In this work, the graphene nano-flakes (GNFs), with superior specific surface area and conductivity which are beneficial to electrosorption, were fabricated as electrodes for capacitive deionization devices. GNFs were prepared by a modified Hummers' method with hydrazine for reduction and GNF electrodes were employed in electrosorption of ferric chloride (FeCl₃). The morphology, structure, porous and electrochemical properties were characterized by scanning electron microscopy, transmission electron microscopy, Raman spectroscopy, N₂ adsorption at 77 K and electrochemical potentiostat analyser, respectively. Various working parameters were investigated and it was found that the optimum flow rate and electrical voltage were 25 ml/min and 2.0 V, respectively.

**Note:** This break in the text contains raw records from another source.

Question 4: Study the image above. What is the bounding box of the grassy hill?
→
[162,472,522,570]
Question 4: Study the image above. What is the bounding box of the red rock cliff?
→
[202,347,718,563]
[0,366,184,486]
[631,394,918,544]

It was also found that the electrosorptive capacity of GNFs was 0.5 mg/g for an initial FeCl₃ concentration of 20 mg/l. The maximum equilibrium electrosorption capacity and rate constant for FeCl₃ at 2.0 V were 0.88 mg/g and 0.27 min^-1. These data were validated by both Langmuir isotherm and persudo-first-order adsorption, respectively. Finally, the selective ion electrosorption experiments were repeated in solution with different ions, and it was observed that the electrosorption capacities of cations on the GNFs followed the order of Fe³⁺ > Ca²⁺ > Mg²⁺ > Na⁺.